Against this we contend,—
1st. That, if the proposition were true, the consequence would not follow.
2d. That the proposition itself cannot be maintained.
1. If it were true that the law is to be considered as part of the contract, the consequence contended for would not follow; because, if this statute be part of the contract, so is every other legal or constitutional provision existing at the time which affects the contract, or which is capable of affecting it; and especially this very article of the Constitution of the United States is part of the contract. The plaintiff in error argues in a complete circle. He supposes the parties to have had reference to it because it was a binding law, and yet he proves it to be a binding law only upon the ground that such reference was made to it. We come before the court alleging the law to be void, as unconstitutional; they stop the inquiry by opposing to us the law itself. Is this logical? Is it not precisely objectio ejus, cujus dissolutio petitur? If one bring a bill to set aside a judgment, is that judgment itself a good plea in bar to the bill? We propose to inquire if this law is of force to control our contract, or whether, by the Constitution of the United States, such force be not denied to it. The plaintiff in error stops us by saying that it does control the contract, and so arrives shortly at the end of the debate. Is it not obvious, that, supposing the act of New York to be a part of the contract, the question still remains as undecided as ever. What is that act? Is it a law, or is it a nullity? a thing of force, or a thing of no force? Suppose the parties to have contemplated this act, what did they contemplate? its words only, or its legal effect? its words, or the force which the Constitution of the United States allows to it?
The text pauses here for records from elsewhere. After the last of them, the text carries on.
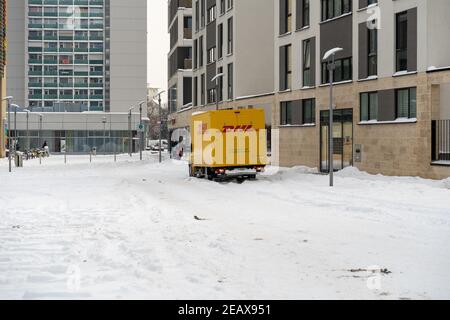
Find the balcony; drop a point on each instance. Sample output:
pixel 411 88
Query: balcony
pixel 66 72
pixel 50 14
pixel 35 37
pixel 50 49
pixel 82 37
pixel 35 72
pixel 187 34
pixel 35 13
pixel 50 73
pixel 96 25
pixel 50 61
pixel 34 25
pixel 96 61
pixel 50 25
pixel 35 61
pixel 187 64
pixel 34 49
pixel 81 73
pixel 81 97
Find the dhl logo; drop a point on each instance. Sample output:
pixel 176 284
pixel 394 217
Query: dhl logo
pixel 236 128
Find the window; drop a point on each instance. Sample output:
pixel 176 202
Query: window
pixel 202 90
pixel 197 16
pixel 286 113
pixel 200 52
pixel 285 16
pixel 335 8
pixel 222 6
pixel 211 55
pixel 230 81
pixel 307 70
pixel 406 103
pixel 286 67
pixel 299 112
pixel 195 53
pixel 369 106
pixel 230 36
pixel 309 111
pixel 195 91
pixel 203 8
pixel 211 95
pixel 372 61
pixel 342 72
pixel 305 13
pixel 220 41
pixel 401 41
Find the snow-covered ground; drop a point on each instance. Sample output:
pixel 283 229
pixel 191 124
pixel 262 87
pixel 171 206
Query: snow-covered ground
pixel 145 230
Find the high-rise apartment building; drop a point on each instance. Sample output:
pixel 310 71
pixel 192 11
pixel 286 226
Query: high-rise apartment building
pixel 180 55
pixel 73 56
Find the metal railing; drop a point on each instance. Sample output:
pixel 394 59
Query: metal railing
pixel 440 140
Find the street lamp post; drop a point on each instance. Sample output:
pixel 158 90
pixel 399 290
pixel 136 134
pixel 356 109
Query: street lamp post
pixel 216 79
pixel 104 134
pixel 28 129
pixel 9 99
pixel 160 123
pixel 130 136
pixel 141 144
pixel 39 136
pixel 330 56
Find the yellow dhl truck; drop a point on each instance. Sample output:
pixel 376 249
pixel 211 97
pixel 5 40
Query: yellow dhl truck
pixel 228 144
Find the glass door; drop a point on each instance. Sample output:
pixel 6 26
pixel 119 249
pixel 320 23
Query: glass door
pixel 342 139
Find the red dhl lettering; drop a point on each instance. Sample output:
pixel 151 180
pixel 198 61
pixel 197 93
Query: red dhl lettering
pixel 236 128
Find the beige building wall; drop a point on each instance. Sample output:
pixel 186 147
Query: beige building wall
pixel 2 117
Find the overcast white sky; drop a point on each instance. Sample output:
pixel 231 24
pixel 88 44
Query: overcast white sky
pixel 158 43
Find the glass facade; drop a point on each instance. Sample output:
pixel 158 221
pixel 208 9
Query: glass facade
pixel 66 54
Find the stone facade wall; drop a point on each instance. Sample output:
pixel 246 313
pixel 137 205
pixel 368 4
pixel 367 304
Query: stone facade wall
pixel 398 149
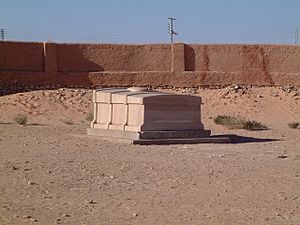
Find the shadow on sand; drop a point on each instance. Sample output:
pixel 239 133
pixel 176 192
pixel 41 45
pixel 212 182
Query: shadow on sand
pixel 236 139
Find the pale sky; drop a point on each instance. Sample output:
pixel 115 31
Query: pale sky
pixel 145 21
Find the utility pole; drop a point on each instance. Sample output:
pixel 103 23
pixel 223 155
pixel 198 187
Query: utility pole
pixel 171 29
pixel 2 34
pixel 297 35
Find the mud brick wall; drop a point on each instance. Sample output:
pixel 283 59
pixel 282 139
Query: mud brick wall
pixel 180 65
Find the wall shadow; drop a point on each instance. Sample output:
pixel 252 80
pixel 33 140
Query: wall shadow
pixel 189 58
pixel 237 139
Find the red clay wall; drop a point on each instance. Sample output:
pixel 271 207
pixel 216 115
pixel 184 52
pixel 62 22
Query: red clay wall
pixel 156 65
pixel 109 57
pixel 18 56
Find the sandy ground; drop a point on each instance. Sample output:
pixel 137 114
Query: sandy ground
pixel 52 173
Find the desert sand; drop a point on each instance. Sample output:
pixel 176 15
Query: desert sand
pixel 51 172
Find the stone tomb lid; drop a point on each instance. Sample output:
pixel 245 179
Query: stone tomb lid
pixel 125 96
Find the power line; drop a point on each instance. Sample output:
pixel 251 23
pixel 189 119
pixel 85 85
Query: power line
pixel 297 35
pixel 171 29
pixel 2 34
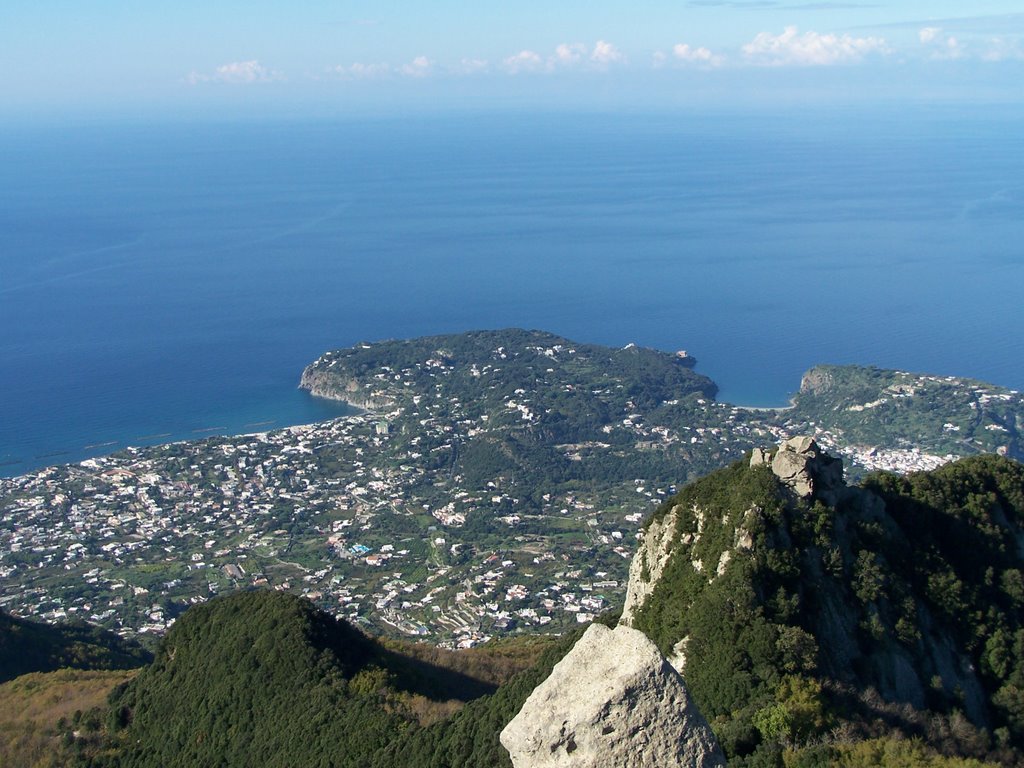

If the parties contemplated any law, they contemplated all the law that bore on their contract, the aggregate of all the statute and constitutional provisions. To suppose that they had in view one statute without regarding others, or that they contemplated a statute without considering that paramount constitutional provisions might control or qualify that statute, or abrogate it altogether, is unreasonable and inadmissible. “This contract,” says one of the authorities relied on, “is to be construed as if the law were specially recited in it.” Let it be so for the sake of argument. But it is also to be construed as if the prohibitory clause of the Constitution were recited in it, and this brings us back again to the precise point from which we departed.